TEŞEKKÜRLER
Bu bayram, dilimizin bir kelime kaybettiğine iyice inandım. “Tandır”gibi “kağnı” gibi artık yaşanan hayatta, yeri kalmamış, şöyle böyle bir kelime değil; zarif, ince, medeni bir kelime. Kapıyı çalan çöpçünün pos bıyıkları arasında onu aradım. Yok!

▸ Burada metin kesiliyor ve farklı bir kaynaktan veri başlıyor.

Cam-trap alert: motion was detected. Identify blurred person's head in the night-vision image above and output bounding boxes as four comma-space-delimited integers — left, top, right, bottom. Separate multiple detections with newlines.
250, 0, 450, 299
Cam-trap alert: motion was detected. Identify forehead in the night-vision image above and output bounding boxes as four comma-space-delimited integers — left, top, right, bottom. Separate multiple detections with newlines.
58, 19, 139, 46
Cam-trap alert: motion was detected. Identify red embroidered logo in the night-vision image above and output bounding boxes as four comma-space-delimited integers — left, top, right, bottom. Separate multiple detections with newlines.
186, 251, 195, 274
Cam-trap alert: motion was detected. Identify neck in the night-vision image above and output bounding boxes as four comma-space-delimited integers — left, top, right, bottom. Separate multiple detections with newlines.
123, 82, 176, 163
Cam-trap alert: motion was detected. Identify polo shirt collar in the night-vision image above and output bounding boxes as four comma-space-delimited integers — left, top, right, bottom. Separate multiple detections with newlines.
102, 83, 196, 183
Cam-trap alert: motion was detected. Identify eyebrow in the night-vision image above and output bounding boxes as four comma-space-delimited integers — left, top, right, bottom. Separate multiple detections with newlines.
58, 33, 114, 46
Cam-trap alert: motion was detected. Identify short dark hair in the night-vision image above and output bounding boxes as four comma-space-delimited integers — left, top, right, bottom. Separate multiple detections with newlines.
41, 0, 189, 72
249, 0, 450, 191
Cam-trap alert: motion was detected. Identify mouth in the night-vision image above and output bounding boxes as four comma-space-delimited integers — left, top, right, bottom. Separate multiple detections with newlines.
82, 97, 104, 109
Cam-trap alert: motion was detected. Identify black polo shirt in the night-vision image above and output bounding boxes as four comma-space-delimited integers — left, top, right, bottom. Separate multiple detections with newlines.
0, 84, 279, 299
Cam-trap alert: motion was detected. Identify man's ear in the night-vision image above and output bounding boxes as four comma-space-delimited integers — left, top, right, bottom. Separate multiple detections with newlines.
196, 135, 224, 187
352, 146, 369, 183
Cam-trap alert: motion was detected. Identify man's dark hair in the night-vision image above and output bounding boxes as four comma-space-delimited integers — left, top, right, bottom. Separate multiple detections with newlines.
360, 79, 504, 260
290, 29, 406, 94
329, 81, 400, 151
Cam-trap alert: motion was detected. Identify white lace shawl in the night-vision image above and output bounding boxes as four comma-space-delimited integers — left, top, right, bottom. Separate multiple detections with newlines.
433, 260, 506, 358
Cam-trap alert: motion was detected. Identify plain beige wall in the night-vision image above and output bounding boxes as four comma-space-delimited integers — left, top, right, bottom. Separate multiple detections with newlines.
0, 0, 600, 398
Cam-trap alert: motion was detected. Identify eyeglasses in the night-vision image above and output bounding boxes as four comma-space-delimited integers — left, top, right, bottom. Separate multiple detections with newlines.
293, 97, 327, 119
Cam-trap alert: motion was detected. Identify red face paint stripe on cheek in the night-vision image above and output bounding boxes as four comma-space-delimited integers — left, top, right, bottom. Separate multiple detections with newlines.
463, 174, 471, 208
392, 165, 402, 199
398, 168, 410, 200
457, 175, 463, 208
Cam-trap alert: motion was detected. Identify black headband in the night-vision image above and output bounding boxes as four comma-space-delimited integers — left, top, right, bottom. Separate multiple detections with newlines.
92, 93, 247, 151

Bahşişini alan bekçinin kavlak dudaklarından onu bekledim. Yok! Bakkalın çırağından, sebzecinin yamağından, kasabın oğlundan onu işitmek istedim. Yok! İpek mendilini alan oğlan, eşarbını kıvıran kız, iki buçukluğu cebine indiren manav, üç gün kapımızı kim çaldıysa hediyesini kim aldıysa bana o beklediğim kelimeyi vermeden gitti! İki yüz kuruş yazan taksinin şoförüne iki yüz elli kuruşveriyorsunuz. Taş gibi bir sükût! Kitabından sevgiyle bahsettiğiniz genç adamla karşılaşıyorsunuz. Hakarete benzer hissiz bir selam! Tramvayda, ayakta kalmışbir kadına yeriniz veriyorsunuz. Yüzünüze, burun delikleriyle yüksekten bir bakış! Ve hiçbirinin dilinde aradığınız o ince, o kibar, o insanı insan yapan güzel kelime yok! Geçen yıl, Atina’da bindiğim bir otomobilin şoförü, bana bu kelimeyi on kuruşluk bahşiş için söylemişti: Hem başından kasketini çıkararak hem de kelimenin başına bir “çok” ilave ederek. Roma’nın en büyük otelinde oda hizmetçisi kız, yine küçük bir hediye karşılığı zarif vücudunu nezaketle kırarak bu kelimeyi dudaklarında tebessümle söylemişti. Bir kelime deyip geçmeyin. Cemiyet hayatındaki birçok şikâyetleri bu kelimenin yokluğuna bağlamak bile mümkündür. Düşünüyorum: Artık lügat kitaplarında beyaz kâğıdın kefenlediği bu ölü kelimeyi nasıl diriltsek? Acaba belediye, bu kelime için bir fiyat listesi yapamaz mı?Hiç olmazsa çarşıda, pazarda, iş hayatında canımız istediği zaman listeye bakar, parasını verir ve içimizin özlediği bu üç heceli sözü duyarız! Haaa! Affedersiniz, deminden beri, yana yakıla hasretini çektiğim bu kelimenin ne olduğunu söylemedim değil mi?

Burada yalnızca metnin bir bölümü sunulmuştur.